A recently launched aquarium has an indicator of redox potential in the range of 30-34 units, in such water fine-growing and floating aquarium plants with weak roots (cabomba, perististeum Brazilian and hygrofil multi-seeded) grow excellently. For these plants, we can conclude that water has a high rate of redkos-potential. But later, this indicator will gradually decrease and aponogetones and echinodoruses will start to grow well.
In older aquariums, the redox potential is even smaller and there is a good increase in cryptocoryne. If cryptocorynes begin to languish, then it’s time to do a water change, siphon the soil and put the bottom filter.
In the process of life of aqua organisms, their aquatic products accumulate in aquas, which begin to decompose gradually.
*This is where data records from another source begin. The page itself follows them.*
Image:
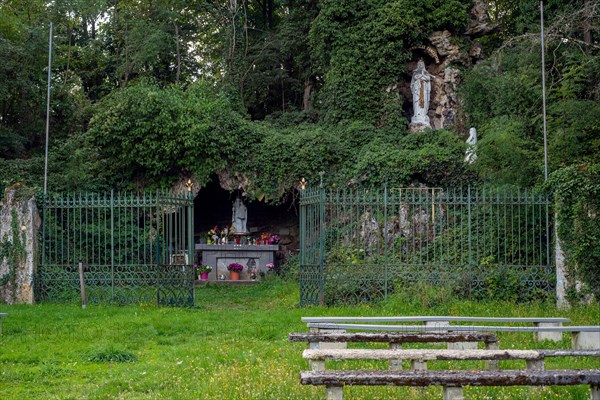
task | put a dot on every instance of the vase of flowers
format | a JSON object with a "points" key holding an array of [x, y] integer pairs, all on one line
{"points": [[234, 271], [202, 271], [265, 237]]}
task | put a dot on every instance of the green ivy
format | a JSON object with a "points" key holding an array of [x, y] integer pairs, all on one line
{"points": [[577, 195], [13, 251]]}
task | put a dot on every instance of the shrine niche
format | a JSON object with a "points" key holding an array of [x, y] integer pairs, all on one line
{"points": [[233, 229]]}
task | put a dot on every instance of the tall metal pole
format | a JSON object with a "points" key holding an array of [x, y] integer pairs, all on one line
{"points": [[48, 111], [544, 91]]}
Complement the overall picture and dead plant parts and the water is saturated with organic acids. If there is no filter in the aquarium and the water is rarely replaced, this process is significantly accelerated.
The water becomes yellowish in appearance and becomes acidic. This water is called “old.”
Peat decoction is prepared as follows: several peat cuts are put into enameled dishes and boiled. Then it is cooled and filtered through cotton wool several times.
Infusion is prepared in the same way as a decoction, but in this case peat is not boiled, but defended. For 100 liters of water in the aquarium you need to add 0.5 – 1 liter of infusion or decoction of peat. To get tropical peat from local peat, our local aquarists can add a couple of coffee beans, eucalyptus leaf, oak bark, alder cones or a pinch of black tea to it.
An infusion or decoction is added to the aquarium water until it becomes light-amber.
Question number 10 – What should be the dosage in the preparation of peat water?
It does not matter how much water you took and the amount of peat. It does not matter if you took two kilograms of peat or just 200 grams, or you digested it in a 10-liter container or 3-liter. The main condition is that when peat broth is added to the aquarium water, it becomes slightly amber.
All other components (coffee grains, tea pinch, eucalyptus leaf pairs, alder cones and oak) are used in small quantities.